Crossing the Distance to Celebrate
Welcome to Celebrate US--stories about how we can celebrate the little and big moments in our lives to create memories that last. Last week, Jews all over the world celebrated our New Year holiday. No, it’s not my purpose here to explain the meaning of the holiday, why we celebrate it in the fall, or why this is the year 5772 in Jewish tradition. If you’d like answers to those questions, please check out the wonderful and easy to use site: www.myjewishlearning.com. What I will note, is that like many families these days, ours wasn’t together this holiday. It isn’t like “the olden days” as my kids used to say. It isn’t even like half a generation ago when you might expect at least half of the family to live within driving distance of one another. I am divorced from my children’s father, and my four children, two married with children of their own, live in four cities on two different continents. My siblings and I, unusual even for our generation, all live in Baltimore. In the fourth generation, only one of my father’s ten grandchildren has chosen to live here. We arrive at every holiday, religious or secular, joyful to be with those present, but also sad that so many of us are inevitably absent.
So I called all four of my children on the afternoon before the holiday began to wish them a good and sweet year. Then I emailed another message with an attachment, a list of ten questions put together by a talented educator to inspire meaningful conversations for their holiday celebrations. At lunch the next day, I shared the list and one of the questions with the family group my father and step-mother were hosting for lunch after services. “If someone were to write a book about you this year—what do you think would be its message?” We went around the table and asked each person to add one thing they wished for in the coming year. It was spontaneous, easy, and meaningful. “Health, peace, fun, life, inspiration, family, more time, more peace” and so it went. Then my six year old grand nephew and I took turns blowing the two ram’s horns (called a shofar) I had brought. This was a source of great amusement for everyone and amazement that we could get any sound whatsoever out of these ancient instruments.
I spoke to my Boston son later that afternoon to learn how his four year old daughter’s synagogue visit had gone.
“Didn’t you get my text last night?” he asked.
“No I didn’t see it.”
“It’s going to be your all time favorite text.”
One of the things about having family all over the place is that we collect texts and emails, digital pictures, and voicemail messages. These are the moments we share and celebrate, some of the most precious memories we now make together.
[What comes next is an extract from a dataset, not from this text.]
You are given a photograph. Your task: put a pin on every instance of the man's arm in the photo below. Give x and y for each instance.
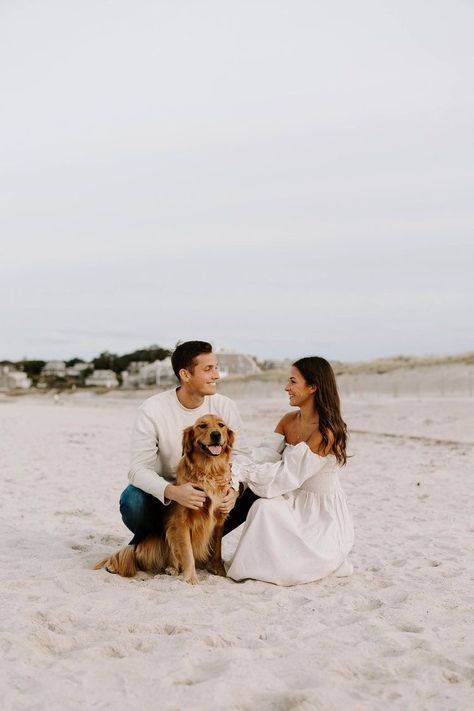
(145, 465)
(145, 461)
“Lauren said that ‘Rosh Hashanah is her favorite.’”
“Favorite what?”
“Just her current favorite experience.” Why? She got to eat apples with honey, drink a thimble of wine (she has loved wine has ever since she was an infant which alarms all of us just the teensiest bit), spend special time with “work daddy” (daddy dressed in his work clothes—he is usually gone before she wakes up in the morning), and both parents snuggled in bed with her and read her a bedtime story. What’s not to like for the average four year old—except for the cabernet?
The point was that the day stood out for her. It was special. Not like every other day. A few things marked it and made it different. Her parents made for her a memory. At our table in Baltimore, we participated together in naming the things we wanted for our new year. We broke bread with a blessing and blew the horn that gets our attention with its sharp, piercing notes. Halfway across the world, my son Alex with his wife, Natalie and their one year old son, Roy, gathered with 40 other Jews and their families in Dar Es Salaam to worship and have a meal together—an experience far from home that none of them will ever forget. We also made for ourselves for a memory. Although we were apart, and the absence of family was keenly felt, in Baltimore, Dar Es Salaam and in Boston, the holiday and its multiple rituals helped us all to connect to a shared tradition, and to find ways to celebrate US.